The Environmental Protection Agency recently announced it’s revoking all uses of the pesticide chlorpyrifos on food crops; it is a pesticide on which many Virginia farmers rely.
“While chlorpyrifos use has been declining as newer products become available, it is still an important pesticide for certain crops and a component of integrated pest management,” said Ben Rowe, national affairs coordinator for Virginia Farm Bureau Federation.
Chlorpyrifos is used on a variety of agricultural crops, including soybeans, fruit and nut trees, and vegetables. It’s particularly valued among peanut farmers, who use it to combat the damaging southern corn rootworm, also known as the spotted cucumber beetle. Adult beetles lay eggs in peanut fields, and the larvae burrow into the ground to feed on peanut pods, said Dr.

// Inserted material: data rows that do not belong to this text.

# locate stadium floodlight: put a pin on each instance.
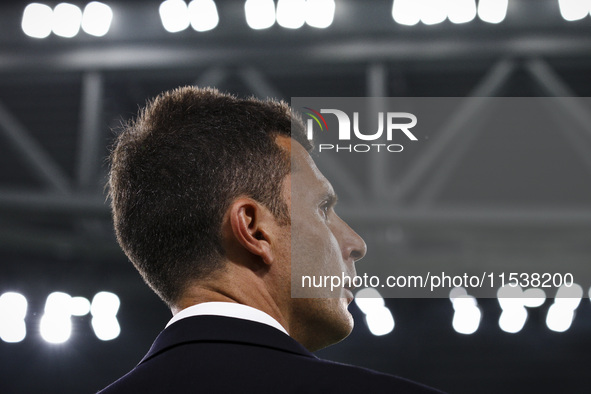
(66, 21)
(369, 300)
(97, 18)
(492, 11)
(562, 312)
(174, 15)
(433, 11)
(203, 15)
(104, 308)
(461, 11)
(380, 321)
(56, 323)
(291, 14)
(260, 14)
(13, 309)
(37, 20)
(320, 13)
(406, 12)
(574, 10)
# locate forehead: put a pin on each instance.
(303, 169)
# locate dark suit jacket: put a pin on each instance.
(214, 354)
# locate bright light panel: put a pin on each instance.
(96, 19)
(461, 11)
(492, 11)
(37, 20)
(574, 10)
(320, 13)
(203, 15)
(260, 14)
(56, 323)
(467, 315)
(66, 20)
(174, 15)
(291, 14)
(433, 11)
(105, 304)
(559, 318)
(106, 328)
(104, 310)
(533, 298)
(13, 309)
(369, 300)
(406, 12)
(380, 321)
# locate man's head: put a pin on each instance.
(176, 169)
(201, 187)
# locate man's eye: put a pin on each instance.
(324, 208)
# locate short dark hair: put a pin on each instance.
(177, 167)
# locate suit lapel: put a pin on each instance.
(223, 329)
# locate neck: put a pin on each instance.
(253, 293)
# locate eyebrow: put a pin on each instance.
(331, 198)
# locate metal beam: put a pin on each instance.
(452, 217)
(293, 53)
(90, 129)
(18, 203)
(566, 101)
(377, 89)
(452, 131)
(45, 168)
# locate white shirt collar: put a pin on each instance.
(228, 309)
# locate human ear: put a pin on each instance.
(250, 223)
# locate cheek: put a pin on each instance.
(315, 250)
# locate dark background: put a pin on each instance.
(61, 100)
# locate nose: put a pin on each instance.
(352, 245)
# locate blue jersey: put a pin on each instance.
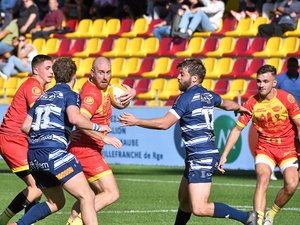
(195, 108)
(50, 127)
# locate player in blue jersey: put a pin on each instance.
(49, 123)
(194, 109)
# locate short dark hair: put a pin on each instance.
(194, 67)
(40, 59)
(267, 69)
(64, 69)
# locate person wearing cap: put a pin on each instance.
(7, 35)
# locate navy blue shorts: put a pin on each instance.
(52, 168)
(201, 170)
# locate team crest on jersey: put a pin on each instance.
(36, 91)
(291, 98)
(88, 100)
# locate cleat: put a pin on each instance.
(268, 220)
(252, 219)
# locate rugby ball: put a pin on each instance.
(115, 91)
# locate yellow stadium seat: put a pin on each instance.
(157, 86)
(140, 26)
(244, 24)
(223, 66)
(290, 45)
(39, 44)
(84, 27)
(195, 45)
(122, 67)
(237, 88)
(93, 45)
(120, 45)
(171, 90)
(226, 45)
(253, 31)
(51, 46)
(85, 67)
(162, 65)
(273, 45)
(209, 84)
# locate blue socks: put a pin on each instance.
(36, 213)
(224, 211)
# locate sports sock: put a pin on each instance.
(36, 213)
(260, 217)
(77, 220)
(274, 210)
(182, 217)
(225, 211)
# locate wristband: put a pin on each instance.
(96, 127)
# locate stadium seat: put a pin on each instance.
(122, 67)
(84, 27)
(142, 86)
(209, 45)
(209, 84)
(140, 27)
(225, 45)
(149, 31)
(149, 46)
(252, 68)
(173, 72)
(237, 88)
(273, 45)
(162, 65)
(171, 90)
(239, 67)
(126, 25)
(92, 46)
(76, 46)
(257, 45)
(157, 86)
(253, 31)
(71, 24)
(64, 46)
(229, 24)
(146, 66)
(243, 25)
(85, 67)
(195, 45)
(223, 66)
(221, 87)
(241, 45)
(39, 44)
(289, 46)
(294, 33)
(120, 45)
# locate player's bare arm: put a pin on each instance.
(162, 123)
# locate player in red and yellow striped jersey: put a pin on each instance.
(13, 143)
(276, 117)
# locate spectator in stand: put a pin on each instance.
(165, 27)
(249, 8)
(21, 62)
(51, 22)
(7, 34)
(204, 18)
(287, 15)
(28, 16)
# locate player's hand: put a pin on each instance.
(105, 129)
(127, 119)
(221, 163)
(112, 141)
(128, 95)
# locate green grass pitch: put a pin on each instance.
(149, 197)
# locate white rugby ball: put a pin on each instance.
(115, 91)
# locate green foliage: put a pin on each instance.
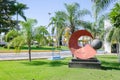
(115, 15)
(8, 9)
(58, 70)
(41, 35)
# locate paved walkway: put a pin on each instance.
(35, 55)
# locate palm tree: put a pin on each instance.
(23, 36)
(41, 35)
(98, 25)
(18, 9)
(115, 31)
(58, 22)
(73, 16)
(28, 32)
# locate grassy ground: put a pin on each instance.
(34, 49)
(58, 70)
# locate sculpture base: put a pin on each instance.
(87, 63)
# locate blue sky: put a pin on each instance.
(39, 9)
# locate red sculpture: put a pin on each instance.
(81, 52)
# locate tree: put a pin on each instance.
(98, 25)
(115, 31)
(28, 33)
(115, 15)
(73, 15)
(58, 22)
(7, 10)
(41, 35)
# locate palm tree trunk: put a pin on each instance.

Sally Taylor, associate professor of field crop entomology and a Virginia Cooperative Extension specialist.
“It’s the only labeled product that we have for that pest,” Taylor said. “Chlorpyrifos is applied to the soil before the rows overlap, so it’s in place when the larvae hatches. It’s like a preventive barrier.”

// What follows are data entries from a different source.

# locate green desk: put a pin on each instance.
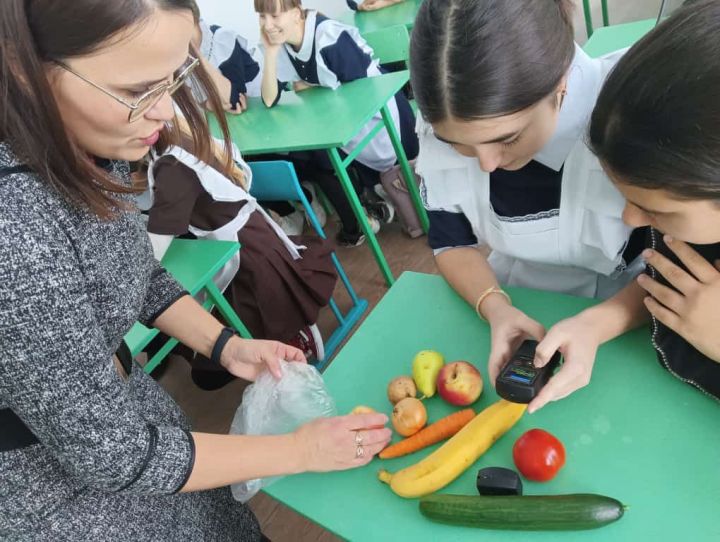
(636, 433)
(369, 21)
(321, 118)
(193, 263)
(612, 38)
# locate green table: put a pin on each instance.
(612, 38)
(368, 21)
(636, 433)
(321, 118)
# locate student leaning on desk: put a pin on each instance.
(504, 160)
(656, 131)
(86, 447)
(305, 48)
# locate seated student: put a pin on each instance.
(235, 66)
(277, 285)
(656, 131)
(307, 49)
(371, 5)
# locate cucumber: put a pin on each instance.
(524, 513)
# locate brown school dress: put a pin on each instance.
(274, 295)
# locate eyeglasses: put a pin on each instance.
(149, 98)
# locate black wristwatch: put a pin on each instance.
(220, 343)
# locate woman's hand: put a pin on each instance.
(240, 108)
(344, 442)
(509, 327)
(693, 309)
(577, 340)
(247, 358)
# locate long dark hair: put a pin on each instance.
(473, 59)
(656, 123)
(36, 32)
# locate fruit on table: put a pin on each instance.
(459, 383)
(538, 455)
(440, 430)
(409, 416)
(426, 366)
(529, 513)
(362, 409)
(450, 460)
(401, 388)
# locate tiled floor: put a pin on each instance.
(213, 411)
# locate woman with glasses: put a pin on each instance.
(90, 446)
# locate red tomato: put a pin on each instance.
(538, 455)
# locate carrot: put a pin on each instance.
(440, 430)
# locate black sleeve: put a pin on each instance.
(449, 230)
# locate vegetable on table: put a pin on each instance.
(440, 430)
(529, 513)
(538, 455)
(455, 456)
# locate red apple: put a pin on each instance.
(459, 383)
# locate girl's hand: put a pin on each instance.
(576, 339)
(240, 108)
(509, 327)
(692, 310)
(247, 358)
(344, 442)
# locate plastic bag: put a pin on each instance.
(274, 407)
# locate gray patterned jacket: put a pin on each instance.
(111, 453)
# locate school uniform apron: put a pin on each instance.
(221, 188)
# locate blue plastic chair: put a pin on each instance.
(277, 181)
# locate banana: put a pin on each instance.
(462, 450)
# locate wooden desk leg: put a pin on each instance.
(357, 208)
(405, 166)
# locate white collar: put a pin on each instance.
(308, 39)
(585, 78)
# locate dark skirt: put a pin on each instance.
(274, 295)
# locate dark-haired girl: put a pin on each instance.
(91, 448)
(656, 131)
(505, 96)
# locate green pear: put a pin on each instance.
(426, 366)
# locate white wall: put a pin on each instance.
(240, 14)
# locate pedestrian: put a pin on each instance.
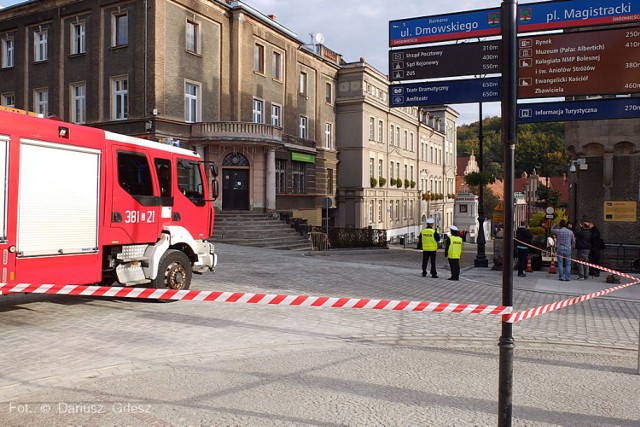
(595, 256)
(565, 240)
(523, 239)
(584, 243)
(429, 239)
(453, 251)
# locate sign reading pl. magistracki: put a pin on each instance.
(620, 211)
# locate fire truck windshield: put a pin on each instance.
(190, 181)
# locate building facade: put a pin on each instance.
(396, 165)
(214, 76)
(605, 176)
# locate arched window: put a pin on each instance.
(235, 159)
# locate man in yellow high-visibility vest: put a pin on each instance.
(429, 241)
(453, 251)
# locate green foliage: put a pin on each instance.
(539, 144)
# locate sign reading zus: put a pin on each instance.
(601, 109)
(445, 92)
(531, 17)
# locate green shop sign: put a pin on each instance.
(301, 157)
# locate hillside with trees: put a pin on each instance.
(539, 145)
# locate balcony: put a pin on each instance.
(237, 130)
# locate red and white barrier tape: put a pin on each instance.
(250, 298)
(534, 312)
(596, 266)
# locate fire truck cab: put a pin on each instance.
(85, 206)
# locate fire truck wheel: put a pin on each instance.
(174, 271)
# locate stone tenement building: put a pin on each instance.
(241, 89)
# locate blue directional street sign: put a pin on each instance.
(445, 92)
(548, 15)
(600, 109)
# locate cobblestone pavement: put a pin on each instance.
(82, 361)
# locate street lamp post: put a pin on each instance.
(481, 257)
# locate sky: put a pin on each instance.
(358, 28)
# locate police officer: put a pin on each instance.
(453, 251)
(429, 239)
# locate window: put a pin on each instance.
(258, 54)
(277, 66)
(303, 127)
(275, 115)
(134, 175)
(78, 102)
(41, 101)
(371, 211)
(297, 172)
(302, 84)
(78, 38)
(8, 52)
(9, 99)
(328, 135)
(191, 102)
(258, 110)
(281, 176)
(40, 45)
(119, 29)
(372, 130)
(119, 99)
(192, 35)
(190, 182)
(163, 169)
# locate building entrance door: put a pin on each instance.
(235, 189)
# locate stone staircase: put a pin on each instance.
(256, 229)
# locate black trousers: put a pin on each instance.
(523, 254)
(454, 265)
(426, 256)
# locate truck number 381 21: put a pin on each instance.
(134, 217)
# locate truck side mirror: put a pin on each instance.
(215, 191)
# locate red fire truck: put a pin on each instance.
(83, 206)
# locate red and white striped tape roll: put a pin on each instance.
(599, 267)
(534, 312)
(251, 298)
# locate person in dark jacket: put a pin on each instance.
(584, 243)
(523, 237)
(597, 245)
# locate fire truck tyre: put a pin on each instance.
(174, 271)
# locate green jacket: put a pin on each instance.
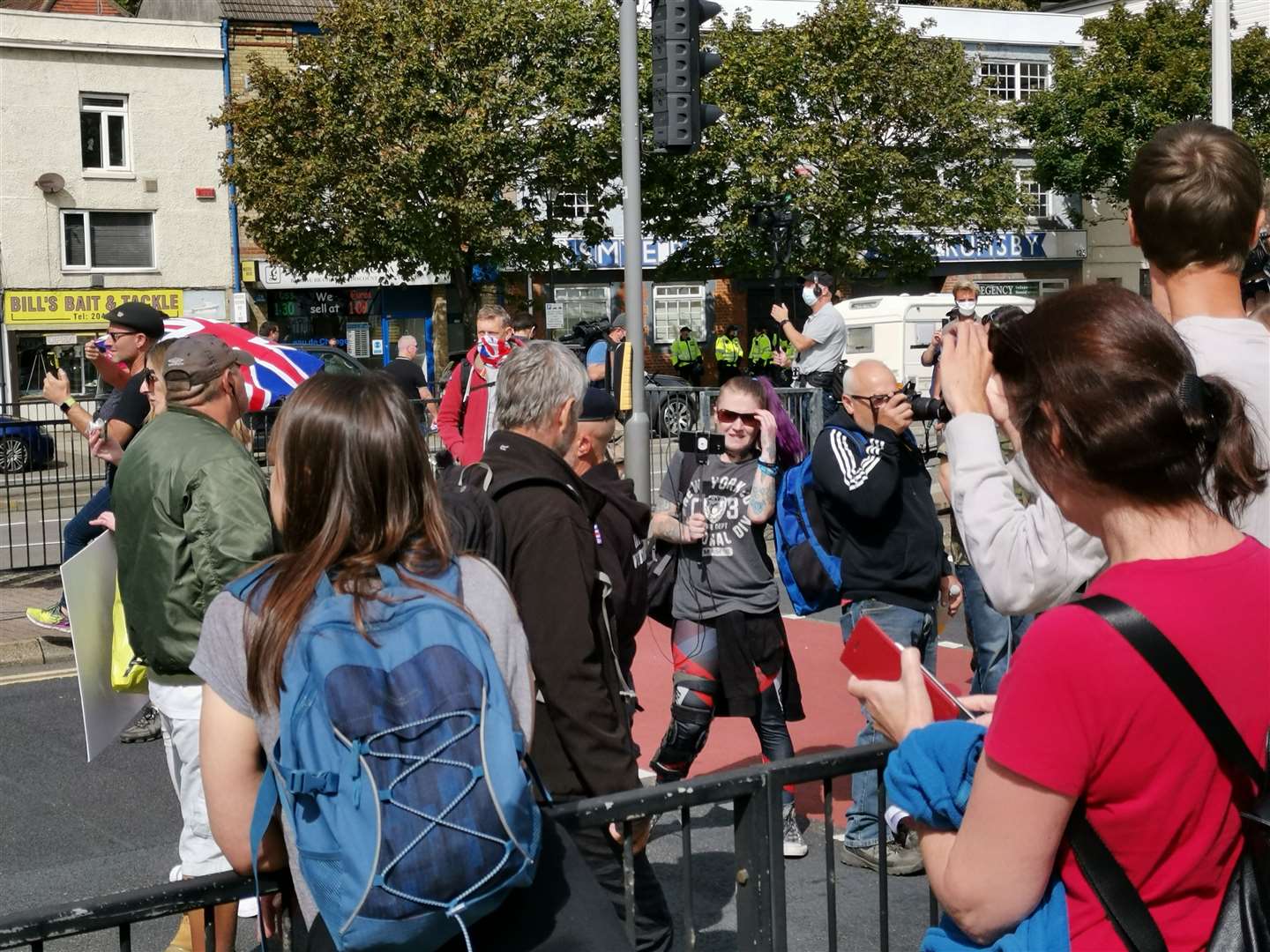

Researchers have been working to find replacement products to combat the peanut pests, Taylor said, but that research and product registration takes years.
Dell Cotton, the executive director for the Virginia Peanut Growers Association, said farmers will feel the impact of losing the pesticide.

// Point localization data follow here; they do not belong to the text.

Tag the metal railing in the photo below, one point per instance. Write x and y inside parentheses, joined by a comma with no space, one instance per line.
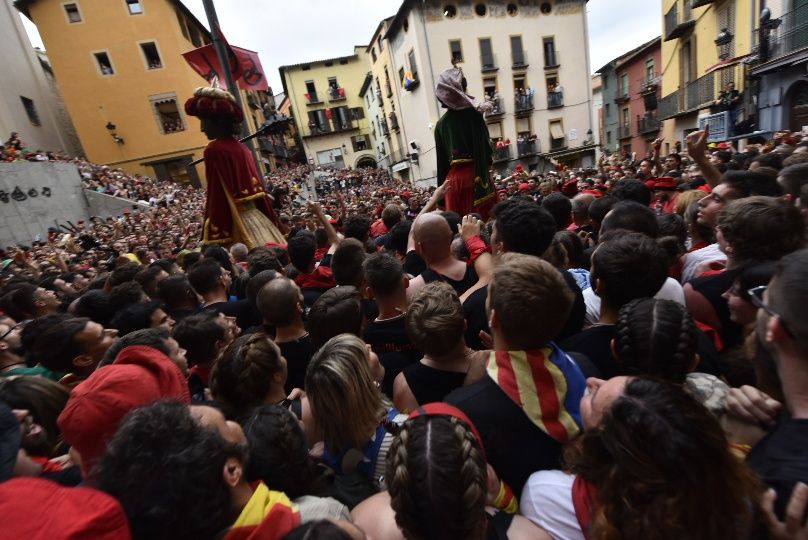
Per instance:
(523,102)
(502,154)
(498,109)
(527,147)
(552,60)
(488,62)
(788,33)
(649,123)
(335,94)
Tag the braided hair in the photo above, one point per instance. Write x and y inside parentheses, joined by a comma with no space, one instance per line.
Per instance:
(437,480)
(244,373)
(655,337)
(279,455)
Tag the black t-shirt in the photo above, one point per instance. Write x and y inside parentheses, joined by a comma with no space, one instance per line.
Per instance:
(477,318)
(429,384)
(514,445)
(389,340)
(242,310)
(596,344)
(781,459)
(298,354)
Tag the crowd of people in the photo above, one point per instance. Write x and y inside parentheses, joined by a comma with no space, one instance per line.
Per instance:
(617,352)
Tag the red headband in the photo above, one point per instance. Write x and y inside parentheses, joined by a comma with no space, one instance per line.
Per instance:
(444,409)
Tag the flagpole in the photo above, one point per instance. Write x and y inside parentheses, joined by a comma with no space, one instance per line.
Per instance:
(224,62)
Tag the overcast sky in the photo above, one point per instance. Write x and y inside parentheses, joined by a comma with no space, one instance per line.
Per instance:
(285,32)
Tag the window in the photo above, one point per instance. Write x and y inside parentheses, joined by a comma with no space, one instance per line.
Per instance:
(151,55)
(134,7)
(104,65)
(72,13)
(167,113)
(456,50)
(550,56)
(30,110)
(517,53)
(486,54)
(413,65)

“It just makes things very difficult for farmers who already have their backs against the wall for various reasons,” Cotton said. “Now to get one of the tools in their arsenal taken away from them that was still labeled to be used—that is very tough for us to process.”
Rowe cautioned that with the loss of chlorpyrifos, alternative products might not be as effective on certain pests. In addition, chlorpyrifos is “significantly less disruptive to beneficial insect populations than alternative chemistry, can help delay resistance development in all insecticides, and has a short-term impact on natural enemy populations.”
Rowe noted that the EPA’s decision goes outside the bounds of the standard regulatory review process for pesticides.
“Nothing is more important to farmers than producing safe, nutritious food, and relying on sound science to guide decision making, which is why farmers are concerned to see the EPA decision on chlorpyrifos straying from that commitment to science,” he said. “Yet today we see the EPA looking more to courtrooms for guidance, rather than labs. The integrity of the registration review process and commitment to using sound science must be prioritized in a decision of such far-reaching consequences.”
The EPA’s ruling affects the pesticide’s use on food crops only. Other nonfood uses are still permitted, such as applications on golf courses and for cockroach and ant treatment.